C’est pousser la digression un peu loin ; mais neanmoins je ne puis en sortir sans faire encore cette réflexion, que lors que Dieu veut affliger l’homme, & le punir de ses crimes, soit en sa personne, ou dans ses biens, par le moyen des autres creatures qu’il arme contre luy, il se sert toujours des plus foibles & des plus méprisables ; pour humilier davantage son orgueil, qui luy fait abuser de l’empire qu’il luy a donné sur elles. Ce ne sont point des Elephans, des Lions, des Tigres, ny des Ours que Dieu envoye pour châtier des Princes même & des Souverains, ou pour désoler des Villes, & des Provinces entieres. Il employe seulement la vermine & les Insectes. Je ne parle point de deux Rois, qui ont esté mangez par punition divine, l’un des poux, & l’autre des rats. Tout le monde en sçait l’Histoire. Les Habitans d’une des Isles Cyclades, nommée Gyare, en furent chassez par les souris, & quelques peuples d’Italie furent aussi contraints d’abandonner leurs maisons à cause de cette vermine. Les Fourmis ruinerent une Ville sur le Lac de Bolsent dans la Toscane. Les Lapins, qui sont naturellement mineurs, & qui semblent avoir appris aux hommes l’invention des mines de guerre, renverserent une grande Ville en Espagne, & les Habitans des Isles Baleares furent obligez de demander du secours contre ces Mineurs qui désoloient leur Pays. N’a-t-on pas vû des essains de mouches Guespes dissiper & mettre en fuite des Armées nombreuses ? C’est le fleau dont Dieu se sert ordinairement dans l’Ecriture, pour se vanger de ses Ennemis. Il y a des Freslons en Allemagne, que ceux du pays appellent Hornessen, qui ont l’aiguillon tres-venimeux, & qui sont fort à craindre.
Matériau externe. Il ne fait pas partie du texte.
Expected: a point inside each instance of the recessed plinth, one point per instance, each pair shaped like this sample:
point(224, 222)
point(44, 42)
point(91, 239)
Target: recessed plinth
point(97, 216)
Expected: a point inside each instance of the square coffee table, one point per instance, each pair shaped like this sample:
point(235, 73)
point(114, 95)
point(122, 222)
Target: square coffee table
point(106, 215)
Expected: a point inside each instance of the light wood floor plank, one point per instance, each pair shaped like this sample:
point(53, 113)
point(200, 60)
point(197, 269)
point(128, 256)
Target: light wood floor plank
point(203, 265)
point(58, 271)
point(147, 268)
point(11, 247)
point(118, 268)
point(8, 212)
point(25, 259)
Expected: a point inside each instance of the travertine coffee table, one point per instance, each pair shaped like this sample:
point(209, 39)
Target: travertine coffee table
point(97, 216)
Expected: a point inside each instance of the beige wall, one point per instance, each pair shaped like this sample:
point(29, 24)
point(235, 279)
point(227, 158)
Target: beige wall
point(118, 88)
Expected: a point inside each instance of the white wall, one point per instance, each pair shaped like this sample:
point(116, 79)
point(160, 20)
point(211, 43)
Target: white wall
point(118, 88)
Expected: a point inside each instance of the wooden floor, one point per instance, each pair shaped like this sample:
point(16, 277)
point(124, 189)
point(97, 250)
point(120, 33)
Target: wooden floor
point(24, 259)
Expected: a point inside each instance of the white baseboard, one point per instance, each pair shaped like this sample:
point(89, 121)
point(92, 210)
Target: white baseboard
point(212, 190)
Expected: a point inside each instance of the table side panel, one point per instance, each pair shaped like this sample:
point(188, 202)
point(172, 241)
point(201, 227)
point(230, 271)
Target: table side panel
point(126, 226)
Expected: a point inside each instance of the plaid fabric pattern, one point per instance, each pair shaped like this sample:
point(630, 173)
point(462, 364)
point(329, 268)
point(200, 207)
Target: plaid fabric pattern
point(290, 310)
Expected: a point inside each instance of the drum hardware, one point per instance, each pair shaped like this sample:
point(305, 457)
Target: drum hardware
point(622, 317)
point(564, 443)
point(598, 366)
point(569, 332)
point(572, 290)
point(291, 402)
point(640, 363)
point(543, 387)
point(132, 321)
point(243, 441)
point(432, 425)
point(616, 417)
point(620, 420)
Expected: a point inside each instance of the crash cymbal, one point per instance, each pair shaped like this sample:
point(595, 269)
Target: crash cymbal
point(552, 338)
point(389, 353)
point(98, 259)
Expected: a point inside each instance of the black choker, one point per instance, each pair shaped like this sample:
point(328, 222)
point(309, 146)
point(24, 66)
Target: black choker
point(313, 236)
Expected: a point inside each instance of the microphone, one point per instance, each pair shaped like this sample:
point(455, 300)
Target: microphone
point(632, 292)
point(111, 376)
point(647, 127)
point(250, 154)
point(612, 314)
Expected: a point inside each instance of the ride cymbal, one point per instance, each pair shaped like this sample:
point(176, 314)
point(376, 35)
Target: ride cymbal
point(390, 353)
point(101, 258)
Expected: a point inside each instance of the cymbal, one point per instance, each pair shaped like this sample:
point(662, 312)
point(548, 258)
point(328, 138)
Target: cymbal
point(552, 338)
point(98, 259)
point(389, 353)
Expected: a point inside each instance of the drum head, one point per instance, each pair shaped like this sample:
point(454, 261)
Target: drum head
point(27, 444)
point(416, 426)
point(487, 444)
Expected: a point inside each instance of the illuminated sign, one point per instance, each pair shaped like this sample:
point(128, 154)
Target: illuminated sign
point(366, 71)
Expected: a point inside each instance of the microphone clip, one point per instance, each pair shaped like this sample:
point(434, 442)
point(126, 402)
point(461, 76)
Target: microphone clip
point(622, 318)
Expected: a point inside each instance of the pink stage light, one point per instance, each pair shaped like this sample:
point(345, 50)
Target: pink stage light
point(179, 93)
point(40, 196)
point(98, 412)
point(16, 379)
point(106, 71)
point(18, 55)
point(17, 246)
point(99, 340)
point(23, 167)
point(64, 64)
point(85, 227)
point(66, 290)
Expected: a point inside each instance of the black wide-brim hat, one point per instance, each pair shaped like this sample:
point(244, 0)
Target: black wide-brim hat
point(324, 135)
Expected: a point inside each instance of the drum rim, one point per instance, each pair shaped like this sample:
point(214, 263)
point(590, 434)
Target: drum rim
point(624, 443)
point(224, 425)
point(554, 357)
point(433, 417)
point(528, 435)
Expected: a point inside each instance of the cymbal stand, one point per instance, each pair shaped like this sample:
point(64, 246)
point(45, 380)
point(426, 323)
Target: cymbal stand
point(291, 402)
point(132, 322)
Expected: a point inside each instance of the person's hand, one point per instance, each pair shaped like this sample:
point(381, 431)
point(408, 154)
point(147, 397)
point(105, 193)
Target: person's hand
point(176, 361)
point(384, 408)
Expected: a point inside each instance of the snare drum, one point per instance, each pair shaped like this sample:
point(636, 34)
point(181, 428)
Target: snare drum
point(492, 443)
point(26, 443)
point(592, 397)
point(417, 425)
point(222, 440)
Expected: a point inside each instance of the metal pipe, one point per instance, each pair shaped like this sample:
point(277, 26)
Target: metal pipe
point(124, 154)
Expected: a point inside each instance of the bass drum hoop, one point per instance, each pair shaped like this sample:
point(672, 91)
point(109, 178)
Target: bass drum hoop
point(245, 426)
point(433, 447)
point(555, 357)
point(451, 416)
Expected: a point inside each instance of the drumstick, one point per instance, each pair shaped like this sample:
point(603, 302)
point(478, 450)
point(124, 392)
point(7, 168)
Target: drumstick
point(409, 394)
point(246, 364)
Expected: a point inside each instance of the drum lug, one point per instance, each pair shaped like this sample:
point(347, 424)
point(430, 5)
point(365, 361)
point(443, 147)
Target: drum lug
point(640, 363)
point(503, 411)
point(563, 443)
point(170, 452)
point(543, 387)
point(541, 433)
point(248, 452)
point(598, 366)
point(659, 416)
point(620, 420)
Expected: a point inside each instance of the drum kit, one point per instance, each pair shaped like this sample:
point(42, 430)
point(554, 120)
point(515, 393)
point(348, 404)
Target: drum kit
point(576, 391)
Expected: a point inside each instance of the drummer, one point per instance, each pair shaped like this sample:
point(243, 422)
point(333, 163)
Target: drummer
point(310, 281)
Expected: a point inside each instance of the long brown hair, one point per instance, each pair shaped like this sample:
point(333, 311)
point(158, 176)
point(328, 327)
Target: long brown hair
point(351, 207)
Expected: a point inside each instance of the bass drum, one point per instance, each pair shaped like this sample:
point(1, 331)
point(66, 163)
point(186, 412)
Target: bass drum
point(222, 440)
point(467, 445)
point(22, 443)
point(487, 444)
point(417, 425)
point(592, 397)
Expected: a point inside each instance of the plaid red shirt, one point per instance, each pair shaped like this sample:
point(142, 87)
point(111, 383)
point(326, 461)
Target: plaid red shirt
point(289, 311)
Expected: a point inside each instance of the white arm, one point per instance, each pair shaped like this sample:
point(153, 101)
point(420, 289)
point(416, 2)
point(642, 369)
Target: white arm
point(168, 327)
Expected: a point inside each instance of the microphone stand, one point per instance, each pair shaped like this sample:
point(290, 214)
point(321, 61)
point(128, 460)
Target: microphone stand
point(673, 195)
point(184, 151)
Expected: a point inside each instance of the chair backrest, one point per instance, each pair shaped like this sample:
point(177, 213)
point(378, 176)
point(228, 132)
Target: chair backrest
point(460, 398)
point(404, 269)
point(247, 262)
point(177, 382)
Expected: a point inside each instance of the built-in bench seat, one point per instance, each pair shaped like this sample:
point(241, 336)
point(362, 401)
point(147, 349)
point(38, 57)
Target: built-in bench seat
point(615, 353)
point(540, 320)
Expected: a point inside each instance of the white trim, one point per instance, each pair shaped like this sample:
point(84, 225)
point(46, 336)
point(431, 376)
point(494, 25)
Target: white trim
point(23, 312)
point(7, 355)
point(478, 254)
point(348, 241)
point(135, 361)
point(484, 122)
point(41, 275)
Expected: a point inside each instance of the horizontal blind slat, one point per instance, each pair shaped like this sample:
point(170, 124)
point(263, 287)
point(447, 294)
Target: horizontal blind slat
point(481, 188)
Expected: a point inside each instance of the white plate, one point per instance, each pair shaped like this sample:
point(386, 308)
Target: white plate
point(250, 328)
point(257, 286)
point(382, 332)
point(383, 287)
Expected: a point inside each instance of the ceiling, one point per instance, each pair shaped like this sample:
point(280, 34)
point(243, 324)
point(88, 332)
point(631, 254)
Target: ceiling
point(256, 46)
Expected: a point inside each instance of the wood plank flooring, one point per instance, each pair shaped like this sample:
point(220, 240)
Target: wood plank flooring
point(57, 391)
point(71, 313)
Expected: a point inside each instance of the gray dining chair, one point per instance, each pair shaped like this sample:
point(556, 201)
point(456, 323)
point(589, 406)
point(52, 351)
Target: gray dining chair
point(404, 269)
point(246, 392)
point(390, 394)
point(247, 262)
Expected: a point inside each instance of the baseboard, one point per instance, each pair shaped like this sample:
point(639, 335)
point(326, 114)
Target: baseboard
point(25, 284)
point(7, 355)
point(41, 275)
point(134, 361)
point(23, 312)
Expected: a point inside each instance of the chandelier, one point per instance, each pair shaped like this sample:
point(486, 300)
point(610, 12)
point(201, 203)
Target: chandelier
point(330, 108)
On trouve dans le Comté d’Urgel en Catalogne, des Insectes nommez Escuerços ; qui sont fort nuisibles. Leur piqueure est mortelle, elle enfle soudain avec des douleurs insupportables, & l’inflammation monte au cœur si promptement, qu’on en meurt en peu de temps, si l’on n’est secouru aussi tost. Un certain Maure trouva le secret d’en guerir par le moyen de quelques herbes qu’il connoissoit, ce qui le rendit bientost riche. Comme il ne voulut jamais découvrir ce secret, quelques promesses avantageuses qu’on luy pust faire, deux Paysans l’observerent si bien pendant qu’il cueilloit ces herbes, qu’il fut découvert, & devint fort commun. Cette herbe fut appellée depuis de la Scorzonera. Il y en a de deux sortes, l’une double, & l’autre simple, comme l’a curieusement remarqué Mr de Tournefort, de l’Academie Royale des Sciences, dans son Histoire des Plantes qui naissent aux environs de Paris. Elle est jaune, & son bouton est rempli d’une poussiere tres fine, & semblable à celle de la lie de vin ; on la trouve dans les prairies d’Arcueil & de Cachan. Cet Insecte de la Catalogne est d’une paume & demie de long, la queuë fort menuë, la teste quarrée, la gueule grande, & presque toujours ouverte. Il pique de la langue comme le Scorpion ; il l’a noire & pointuë, avec des dents fort petites, dont il mord aussi comme la Vipere. Il est de couleur grise, un peu noirastre, tacheté, & rampe ordinairement. Il mord aussi les bestes ; mais la Scorzonere est si propre contre son venin ; qu’une goutte du suc de cette herbe qui tombe sur luy, le fait mourir. Il ne faut qu’en froter la partie qui a esté piquée pour en guerir aussi-tost.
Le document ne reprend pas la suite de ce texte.